Over 50% of presentations to the ED were due to problems relating to Cornea and External disease. Ophthalmic problems relating to retina, neuro-ophthalmology and glaucoma consisted of a combined less than 10% of presenting complaints. These results are in-keeping with previous investigations which have similarly demonstrated anterior segment pathology to be most frequent impetus for patient presentation to the ED.[17, 22, 23] As such, approaches to frequent corneal and external eye conditions should be a significant focus of emergency medicine teaching. Recognizing emergent vision threatening presentations and when to consult ophthalmology should instead be the focus for presentations that are less frequent. This is a potential area of opportunity for published ophthalmology education programs for emergency medicine residents to increase their applicability.[24] Furthermore, there is the opportunity to introduce measures that improve the exposure to ophthalmology at the medical school level. Potential conduits to facilitate the goal of basic clinical skills teaching and approaches to common ophthalmic complaints include didactic teaching, synchronous (interactive) learning, asynchronous learning and mandatory short term clinical rotations. [5, 25]

A strength of this investigation is its size; to our knowledge this is the largest Canadian investigation assessing ophthalmic presentations to the ED. This helps to address a gap in the currently literature by providing Canadian data that can be utilized to better inform Canadian training programs and resource allocation assessments. Additionally, the results have been classified and presented according to ophthalmic subspecialty and trauma related presentations to further guide emergency medicine ophthalmology training. The limitations of this investigation are primarily due to the use of retrospective data from a database.
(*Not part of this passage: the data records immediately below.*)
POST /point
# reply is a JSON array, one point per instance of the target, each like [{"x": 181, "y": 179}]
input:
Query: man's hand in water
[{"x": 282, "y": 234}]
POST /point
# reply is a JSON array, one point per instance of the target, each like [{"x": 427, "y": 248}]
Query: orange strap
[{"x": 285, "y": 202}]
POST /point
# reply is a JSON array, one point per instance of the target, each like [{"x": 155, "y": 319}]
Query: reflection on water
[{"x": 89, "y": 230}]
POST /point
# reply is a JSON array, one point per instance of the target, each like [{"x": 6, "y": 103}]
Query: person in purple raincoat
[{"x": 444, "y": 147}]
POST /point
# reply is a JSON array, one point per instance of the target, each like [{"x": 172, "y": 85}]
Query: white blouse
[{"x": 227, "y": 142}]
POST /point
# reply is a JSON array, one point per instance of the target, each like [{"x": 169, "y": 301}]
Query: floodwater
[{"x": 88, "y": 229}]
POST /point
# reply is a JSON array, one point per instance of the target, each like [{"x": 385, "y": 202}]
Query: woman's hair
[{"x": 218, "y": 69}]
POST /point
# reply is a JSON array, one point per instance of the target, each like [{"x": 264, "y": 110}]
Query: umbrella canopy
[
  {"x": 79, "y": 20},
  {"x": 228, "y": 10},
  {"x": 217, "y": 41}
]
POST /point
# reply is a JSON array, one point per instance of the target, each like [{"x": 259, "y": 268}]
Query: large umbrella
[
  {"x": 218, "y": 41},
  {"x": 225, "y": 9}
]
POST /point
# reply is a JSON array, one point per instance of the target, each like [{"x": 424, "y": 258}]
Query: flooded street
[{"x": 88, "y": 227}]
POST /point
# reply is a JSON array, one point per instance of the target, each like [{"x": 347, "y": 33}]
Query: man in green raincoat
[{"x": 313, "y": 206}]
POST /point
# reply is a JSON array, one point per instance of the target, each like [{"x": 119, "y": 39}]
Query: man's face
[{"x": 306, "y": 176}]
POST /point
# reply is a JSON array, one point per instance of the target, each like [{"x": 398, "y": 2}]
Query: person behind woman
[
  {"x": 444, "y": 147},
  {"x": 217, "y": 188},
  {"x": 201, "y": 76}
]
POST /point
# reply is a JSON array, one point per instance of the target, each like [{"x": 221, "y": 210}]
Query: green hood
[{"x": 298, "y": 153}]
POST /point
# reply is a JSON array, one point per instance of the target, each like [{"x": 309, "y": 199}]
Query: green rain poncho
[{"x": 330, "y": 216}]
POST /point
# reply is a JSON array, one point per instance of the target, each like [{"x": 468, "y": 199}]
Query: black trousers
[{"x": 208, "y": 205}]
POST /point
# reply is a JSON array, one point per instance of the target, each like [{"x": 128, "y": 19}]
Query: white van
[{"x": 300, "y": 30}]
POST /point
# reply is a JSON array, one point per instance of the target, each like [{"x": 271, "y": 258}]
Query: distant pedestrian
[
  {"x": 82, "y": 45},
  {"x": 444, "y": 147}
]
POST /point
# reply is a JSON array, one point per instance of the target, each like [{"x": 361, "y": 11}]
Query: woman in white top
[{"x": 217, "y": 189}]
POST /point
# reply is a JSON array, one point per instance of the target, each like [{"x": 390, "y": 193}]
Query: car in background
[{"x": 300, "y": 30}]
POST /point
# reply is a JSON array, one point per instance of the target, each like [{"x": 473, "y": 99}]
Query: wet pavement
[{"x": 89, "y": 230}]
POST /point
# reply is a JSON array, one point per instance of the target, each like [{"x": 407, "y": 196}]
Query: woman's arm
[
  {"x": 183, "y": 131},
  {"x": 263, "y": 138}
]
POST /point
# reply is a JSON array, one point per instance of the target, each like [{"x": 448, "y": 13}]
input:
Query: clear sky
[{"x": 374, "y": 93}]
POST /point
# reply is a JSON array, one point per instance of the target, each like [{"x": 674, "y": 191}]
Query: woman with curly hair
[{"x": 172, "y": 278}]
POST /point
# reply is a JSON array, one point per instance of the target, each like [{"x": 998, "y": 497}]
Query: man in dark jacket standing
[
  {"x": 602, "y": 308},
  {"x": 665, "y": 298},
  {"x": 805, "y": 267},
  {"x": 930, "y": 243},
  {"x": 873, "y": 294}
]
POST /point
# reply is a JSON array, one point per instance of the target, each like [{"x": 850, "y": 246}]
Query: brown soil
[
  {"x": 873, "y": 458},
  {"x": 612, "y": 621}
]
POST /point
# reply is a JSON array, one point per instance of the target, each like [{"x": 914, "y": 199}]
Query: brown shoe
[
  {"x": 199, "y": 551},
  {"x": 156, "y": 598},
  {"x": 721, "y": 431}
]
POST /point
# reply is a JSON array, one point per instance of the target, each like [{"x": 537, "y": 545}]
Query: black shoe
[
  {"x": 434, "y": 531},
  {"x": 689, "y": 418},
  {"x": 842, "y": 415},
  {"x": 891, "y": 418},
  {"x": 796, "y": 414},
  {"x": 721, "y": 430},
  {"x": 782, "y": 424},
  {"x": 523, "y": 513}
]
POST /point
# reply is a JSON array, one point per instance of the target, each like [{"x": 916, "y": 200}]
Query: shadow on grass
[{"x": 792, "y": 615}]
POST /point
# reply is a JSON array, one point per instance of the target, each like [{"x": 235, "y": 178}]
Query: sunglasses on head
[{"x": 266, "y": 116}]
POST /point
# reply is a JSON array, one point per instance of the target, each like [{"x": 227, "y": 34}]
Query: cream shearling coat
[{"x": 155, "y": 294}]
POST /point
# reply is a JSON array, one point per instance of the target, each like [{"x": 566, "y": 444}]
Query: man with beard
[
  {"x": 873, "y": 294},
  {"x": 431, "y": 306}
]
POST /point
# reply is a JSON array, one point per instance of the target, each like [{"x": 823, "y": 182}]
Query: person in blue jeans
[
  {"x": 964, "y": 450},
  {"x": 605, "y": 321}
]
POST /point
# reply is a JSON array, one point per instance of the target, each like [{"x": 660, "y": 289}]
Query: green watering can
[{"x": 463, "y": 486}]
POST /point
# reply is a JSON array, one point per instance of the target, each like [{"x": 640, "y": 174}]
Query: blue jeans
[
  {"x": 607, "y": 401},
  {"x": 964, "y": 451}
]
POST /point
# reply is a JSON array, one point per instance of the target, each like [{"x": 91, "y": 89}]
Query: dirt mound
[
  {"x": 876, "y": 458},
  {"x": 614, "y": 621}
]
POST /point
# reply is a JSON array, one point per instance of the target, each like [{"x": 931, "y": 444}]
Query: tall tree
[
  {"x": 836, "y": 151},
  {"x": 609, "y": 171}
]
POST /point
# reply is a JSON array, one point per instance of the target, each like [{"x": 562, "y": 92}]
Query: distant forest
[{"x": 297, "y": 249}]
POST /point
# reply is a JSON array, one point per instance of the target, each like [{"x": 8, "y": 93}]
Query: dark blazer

Consequently, there is a risk of limited or missed information, as well as the lack of pertinent outcomes such as visual acuity, the number of ER visits that required specialist referrals, and information pertaining to the patients’ prognosis. Lastly, a further limitation is that the ophthalmic diagnoses were based on the ED physician and were not confirmed by an eyecare professional. As a result of these limitations, future studies are required to determine the specific breakdown of ophthalmic presentations by subspecialty, and the urgency of the various presentations to the EDs. This present study can be used as hypothesis generating to inform these future investigations.

Conclusion

As emergency medicine training programs shift to competency based medical education around the world, understanding ophthalmic related ED presentations is crucial to bridge the gap between basic knowledge and clinical practice. The present investigation summarizes ophthalmic presentation data over a 5-year period from all EDs in Ontario. Nearly 800,000 ophthalmic presentations have been summarized and classified by ophthalmic subspecialty and by trauma related presentations. Presentations pertaining to corneal and external diseases comprised over 50% of patient complaints. These results can help guide ophthalmic related knowledge translation. Future investigations can build on these results by assessing the impact of incorporating these findings into medical education programs and in improving resource allocation. Additionally, these results highlight that in Canadian EDs, a significant proportion of ophthalmic presentations are nonurgent; systems level efforts to improve access for eye-related complaints to healthcare professionals outside of the ED can help provide more cost-effective care and make ED resources more available for truly emergent ophthalmic and medical issues. As we emerge from the COVID-19 pandemic, optimising the structure of patient care access is crucial to help alleviate the pressure from overburdened EDs while effectively meeting patient healthcare needs.